Boston Researchers Develop Stem Cell Roadmap
CellNet, a computer algorithm, will help ensure the quality of lab-engineered cells.
Researchers at Boston Children’s Hospital, the Wyss Institute at Harvard University, and Boston University have developed CellNet, a computer algorithm which will serve as a “roadmap for cell and tissue engineering.” An asset to stem cell research and regenerative medicine, CellNet was created to help scientists confirm that lab-engineered cells match those found naturally in the human body.
“To date, there has been no systematic means of assessing the fidelity of cellular engineering—to determine how closely cells made in a petri dish approximate natural tissues in the body,” senior investigator and Boston Children’s physician George Q. Daley said in a statement. “CellNet was developed to assess the quality of engineered cells and to identify ways to improve their performance.”

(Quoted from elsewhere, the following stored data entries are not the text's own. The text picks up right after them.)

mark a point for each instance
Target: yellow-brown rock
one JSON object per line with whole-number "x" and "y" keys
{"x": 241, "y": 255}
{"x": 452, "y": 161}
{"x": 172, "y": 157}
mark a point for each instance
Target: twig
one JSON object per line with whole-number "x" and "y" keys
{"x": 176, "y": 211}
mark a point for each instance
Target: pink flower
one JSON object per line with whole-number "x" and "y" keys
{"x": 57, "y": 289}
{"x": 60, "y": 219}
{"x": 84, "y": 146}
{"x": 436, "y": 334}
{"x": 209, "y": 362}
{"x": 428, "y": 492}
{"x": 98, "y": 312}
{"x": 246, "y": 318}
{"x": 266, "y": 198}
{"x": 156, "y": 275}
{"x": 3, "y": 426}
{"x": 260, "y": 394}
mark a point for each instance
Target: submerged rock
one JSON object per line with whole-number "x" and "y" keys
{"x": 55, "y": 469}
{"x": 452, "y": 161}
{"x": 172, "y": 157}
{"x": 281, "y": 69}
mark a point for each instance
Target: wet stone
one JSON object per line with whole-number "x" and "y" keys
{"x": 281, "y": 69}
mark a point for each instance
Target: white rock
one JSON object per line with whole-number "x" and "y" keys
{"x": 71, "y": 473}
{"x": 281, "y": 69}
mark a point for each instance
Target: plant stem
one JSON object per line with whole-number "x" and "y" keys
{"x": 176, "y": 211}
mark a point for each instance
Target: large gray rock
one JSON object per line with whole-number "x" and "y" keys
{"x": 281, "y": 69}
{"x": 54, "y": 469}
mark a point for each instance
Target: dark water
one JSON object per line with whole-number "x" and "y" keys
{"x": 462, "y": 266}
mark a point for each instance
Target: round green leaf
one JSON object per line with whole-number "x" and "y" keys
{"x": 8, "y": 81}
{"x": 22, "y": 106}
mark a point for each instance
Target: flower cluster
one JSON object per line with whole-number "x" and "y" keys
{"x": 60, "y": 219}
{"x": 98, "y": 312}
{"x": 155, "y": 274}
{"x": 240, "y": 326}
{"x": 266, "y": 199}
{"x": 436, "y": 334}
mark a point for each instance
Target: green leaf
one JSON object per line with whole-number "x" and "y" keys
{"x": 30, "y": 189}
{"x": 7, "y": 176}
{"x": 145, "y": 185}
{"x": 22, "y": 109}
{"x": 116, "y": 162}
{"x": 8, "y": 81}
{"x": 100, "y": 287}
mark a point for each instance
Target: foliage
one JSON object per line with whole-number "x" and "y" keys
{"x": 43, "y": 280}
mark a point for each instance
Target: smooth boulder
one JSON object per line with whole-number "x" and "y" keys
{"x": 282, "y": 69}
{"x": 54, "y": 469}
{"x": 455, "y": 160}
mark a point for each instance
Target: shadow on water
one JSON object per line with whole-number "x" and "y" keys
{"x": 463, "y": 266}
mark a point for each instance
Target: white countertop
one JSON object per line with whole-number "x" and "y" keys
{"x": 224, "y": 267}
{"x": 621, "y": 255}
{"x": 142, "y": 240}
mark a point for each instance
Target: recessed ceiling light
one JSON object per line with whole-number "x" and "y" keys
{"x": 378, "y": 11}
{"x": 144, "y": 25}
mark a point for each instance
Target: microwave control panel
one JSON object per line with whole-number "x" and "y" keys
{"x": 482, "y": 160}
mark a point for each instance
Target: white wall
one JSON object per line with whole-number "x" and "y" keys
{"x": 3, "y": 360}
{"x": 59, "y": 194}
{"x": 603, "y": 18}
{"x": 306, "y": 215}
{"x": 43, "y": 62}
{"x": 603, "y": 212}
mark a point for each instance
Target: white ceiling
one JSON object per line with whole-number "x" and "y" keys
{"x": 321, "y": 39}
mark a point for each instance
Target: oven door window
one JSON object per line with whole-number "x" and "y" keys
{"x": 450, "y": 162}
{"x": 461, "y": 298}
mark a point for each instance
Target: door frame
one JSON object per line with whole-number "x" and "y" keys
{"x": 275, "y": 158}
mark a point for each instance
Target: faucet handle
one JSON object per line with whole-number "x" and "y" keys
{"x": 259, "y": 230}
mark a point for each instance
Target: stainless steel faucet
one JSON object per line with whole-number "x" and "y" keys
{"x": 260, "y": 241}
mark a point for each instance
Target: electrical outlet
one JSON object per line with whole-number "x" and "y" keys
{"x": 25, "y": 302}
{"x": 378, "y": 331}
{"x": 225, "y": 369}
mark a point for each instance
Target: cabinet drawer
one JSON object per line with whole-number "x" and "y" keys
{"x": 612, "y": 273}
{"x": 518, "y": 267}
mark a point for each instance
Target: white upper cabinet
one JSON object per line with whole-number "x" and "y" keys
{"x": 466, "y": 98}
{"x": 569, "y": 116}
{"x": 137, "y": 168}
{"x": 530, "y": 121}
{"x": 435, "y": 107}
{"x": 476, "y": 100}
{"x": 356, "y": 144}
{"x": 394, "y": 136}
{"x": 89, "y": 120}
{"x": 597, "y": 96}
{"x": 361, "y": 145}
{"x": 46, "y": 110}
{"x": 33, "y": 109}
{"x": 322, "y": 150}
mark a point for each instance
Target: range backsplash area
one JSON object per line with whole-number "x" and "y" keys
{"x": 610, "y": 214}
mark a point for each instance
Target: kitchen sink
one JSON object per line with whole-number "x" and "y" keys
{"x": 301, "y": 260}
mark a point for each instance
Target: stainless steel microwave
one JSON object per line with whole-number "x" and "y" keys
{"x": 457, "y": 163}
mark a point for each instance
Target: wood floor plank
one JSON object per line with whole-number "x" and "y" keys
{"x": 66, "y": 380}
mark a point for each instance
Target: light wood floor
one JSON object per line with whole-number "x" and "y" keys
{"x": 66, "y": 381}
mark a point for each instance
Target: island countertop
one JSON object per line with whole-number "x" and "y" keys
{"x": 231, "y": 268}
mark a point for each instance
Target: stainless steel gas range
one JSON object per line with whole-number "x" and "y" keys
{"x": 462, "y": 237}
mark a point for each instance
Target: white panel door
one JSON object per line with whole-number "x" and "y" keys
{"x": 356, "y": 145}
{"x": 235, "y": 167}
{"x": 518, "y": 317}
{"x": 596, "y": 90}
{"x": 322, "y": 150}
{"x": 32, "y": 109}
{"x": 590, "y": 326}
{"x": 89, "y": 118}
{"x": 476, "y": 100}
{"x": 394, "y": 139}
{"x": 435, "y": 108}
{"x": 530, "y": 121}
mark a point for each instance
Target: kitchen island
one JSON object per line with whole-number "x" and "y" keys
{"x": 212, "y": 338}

The algorithm, published in the August 14 issue of Cell, compares an engineered cell’s network biology to that of a natural cell using public genome databases. This allows researchers to evaluate the quality of what are known as “induced pluripotent stem cells (iPS cells),” or cells which can be used to form body tissue, as well as specialized cells which are made from them. The results of these evaluations help researchers tweak the engineering process.
In testing CellNet and its applications, researchers identified four principles of stem cell science:
1) The Gene Regulatory Network [GRN] of iPS cells created by reprogramming a mature cell is nearly identical to that of stem cells made from embryos, confirming that iPS cells are a good raw material for creating specialized cells.
2) Once engineered cells are engrafted into laboratory mice, their GRN becomes even closer to that of the true target tissue, indicating that the body’s own tissues contribute signals to enhance the performance of transplanted cells.
3) Differentiating pluripotent stem cells into specific tissues is currently more effective than attempting to convert one specialized cell directly to another, creating cells whose GRNs are much like those of cells in the body.
4) Most specialized cells made from other specialized cells retain some “memory” of their cell of origin, making them less than ideal for certain uses but better for others.
CellNet will be available to all scientists as an internet resource. Researchers believe that the algorithm will help others use cells to model diseases and develop new treatments. “CellNet will also be a powerful tool to advance synthetic biology—to engineer cells for specific medical applications,” co-senior investigator James Collins said in a statement.